Thursday, November 8, 2012
Meditations on 31 Years of Life
I’m writing this post before the anniversary of my birthday. I hope it will appear on the day I was actually born on that afternoon of the 8th November 1981. By the time you’re reading this, I’ll be 31 which is almost one third of a century.
I don’t know where I’ll be when this gets published on my blog. I might be eating, working or checking my messages. That’s what I expect to be doing on a Thursday afternoon at least. Indeed, as I’m involved in my work and other commitments I find that I’m always on the go. The tendency, of course, is to go through life without really engaging with the unfolding reality. Without being aware of that passing moment. Without realising that you have lost that point in life forever.
I return back to my birthday. It’s very easy to be distracted from focusing on what I should be writing about at times. Thoughts from the past, concerns about the future and my present situation appear to take over my life even now. I was born 31 years ago.
I am expected to remember this occasion.
Yet, how many of us wonder about what was there before you were born? Can we contemplate a time when we were not?
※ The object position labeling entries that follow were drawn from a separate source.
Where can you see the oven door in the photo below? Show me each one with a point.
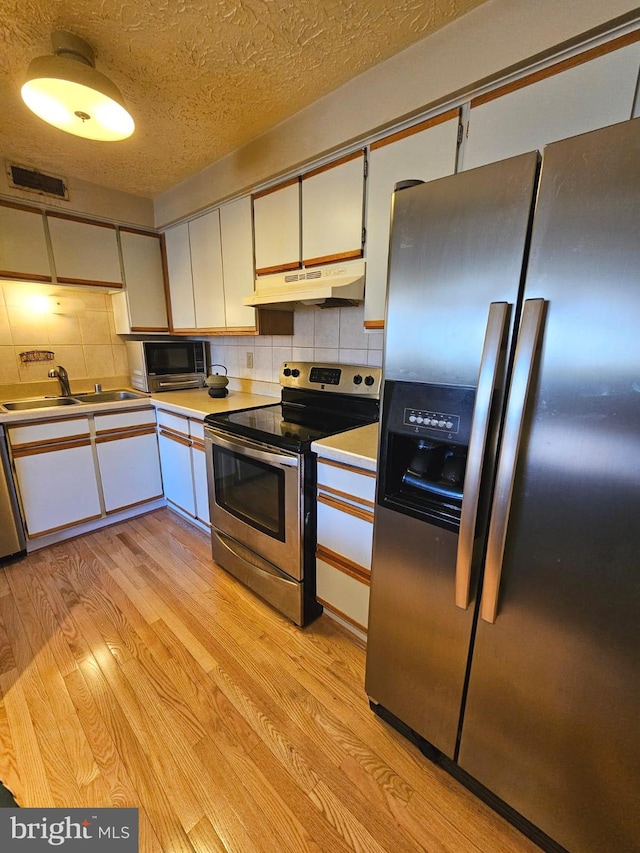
(255, 497)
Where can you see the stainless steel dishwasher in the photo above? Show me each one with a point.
(12, 541)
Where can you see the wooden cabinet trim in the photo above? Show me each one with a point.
(344, 565)
(346, 467)
(557, 68)
(14, 205)
(339, 162)
(416, 128)
(346, 508)
(65, 526)
(54, 214)
(175, 436)
(121, 433)
(332, 259)
(345, 495)
(293, 265)
(290, 183)
(24, 276)
(51, 446)
(84, 281)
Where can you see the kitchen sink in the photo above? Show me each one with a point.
(109, 396)
(40, 403)
(54, 402)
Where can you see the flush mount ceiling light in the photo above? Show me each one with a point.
(66, 91)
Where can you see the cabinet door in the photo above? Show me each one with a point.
(23, 245)
(129, 469)
(276, 222)
(183, 314)
(206, 271)
(548, 108)
(144, 281)
(84, 252)
(332, 210)
(237, 263)
(58, 488)
(425, 152)
(177, 477)
(200, 481)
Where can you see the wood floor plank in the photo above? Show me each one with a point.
(168, 686)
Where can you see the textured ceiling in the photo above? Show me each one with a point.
(201, 77)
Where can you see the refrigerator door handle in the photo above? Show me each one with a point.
(487, 377)
(528, 340)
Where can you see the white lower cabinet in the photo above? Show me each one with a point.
(184, 473)
(346, 495)
(78, 469)
(127, 448)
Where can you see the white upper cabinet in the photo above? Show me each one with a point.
(237, 262)
(276, 222)
(206, 270)
(183, 312)
(84, 252)
(332, 211)
(142, 306)
(424, 152)
(553, 104)
(23, 244)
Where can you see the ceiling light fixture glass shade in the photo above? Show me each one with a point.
(66, 91)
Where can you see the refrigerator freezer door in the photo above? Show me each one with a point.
(450, 260)
(551, 719)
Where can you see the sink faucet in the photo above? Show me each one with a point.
(62, 376)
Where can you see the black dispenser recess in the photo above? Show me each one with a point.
(425, 437)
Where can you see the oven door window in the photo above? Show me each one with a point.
(250, 490)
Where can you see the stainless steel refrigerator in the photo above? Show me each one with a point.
(504, 624)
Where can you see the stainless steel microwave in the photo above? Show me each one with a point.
(167, 365)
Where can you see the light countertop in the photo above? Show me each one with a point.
(357, 447)
(197, 403)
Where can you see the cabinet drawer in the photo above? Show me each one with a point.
(345, 596)
(124, 420)
(173, 422)
(196, 429)
(52, 430)
(344, 532)
(347, 481)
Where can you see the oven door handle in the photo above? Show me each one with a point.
(252, 449)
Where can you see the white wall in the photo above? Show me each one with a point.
(494, 37)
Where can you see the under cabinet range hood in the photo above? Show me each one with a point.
(336, 284)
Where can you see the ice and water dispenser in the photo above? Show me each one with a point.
(425, 437)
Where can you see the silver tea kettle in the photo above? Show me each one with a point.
(217, 383)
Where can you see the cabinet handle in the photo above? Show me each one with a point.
(528, 340)
(487, 376)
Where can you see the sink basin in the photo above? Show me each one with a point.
(41, 403)
(109, 396)
(54, 402)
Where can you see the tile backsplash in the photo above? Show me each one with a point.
(83, 338)
(329, 334)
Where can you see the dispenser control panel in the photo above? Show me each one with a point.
(432, 420)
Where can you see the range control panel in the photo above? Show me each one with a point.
(433, 420)
(360, 380)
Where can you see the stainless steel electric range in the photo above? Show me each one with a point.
(262, 478)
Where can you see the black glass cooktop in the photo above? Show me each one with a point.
(290, 426)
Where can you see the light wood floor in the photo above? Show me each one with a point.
(135, 672)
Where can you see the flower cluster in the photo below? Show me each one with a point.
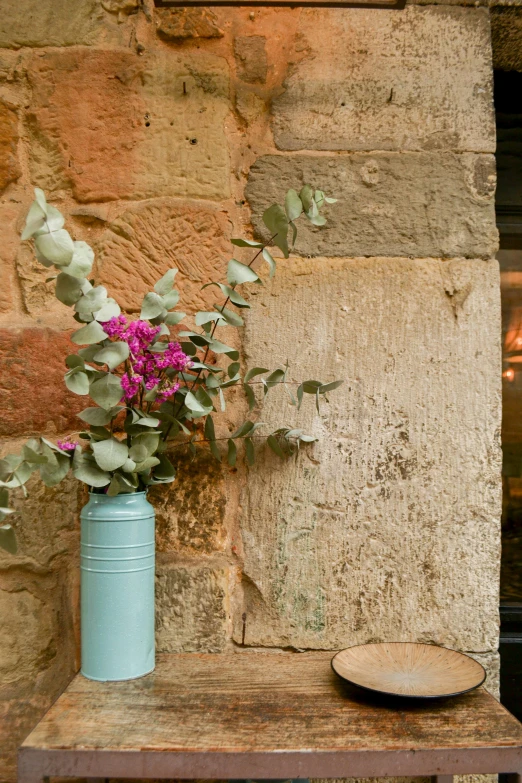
(147, 369)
Of course, we have learned that there was a time before we were born. The time of our parents and all the generations that came before them. Each person, no matter how we might judge them today, had a role to play in our being here alive.
In my case, I must also be grateful for scientists who have permitted me to live until this age.
If these people hadn’t survived for one reason or another, I would NOT be here.
The birthday I celebrate and the celebrations of the birthday many others celebrate throughout the year is a testament to an infinite chain of events that arose out of a cycle of co-dependence.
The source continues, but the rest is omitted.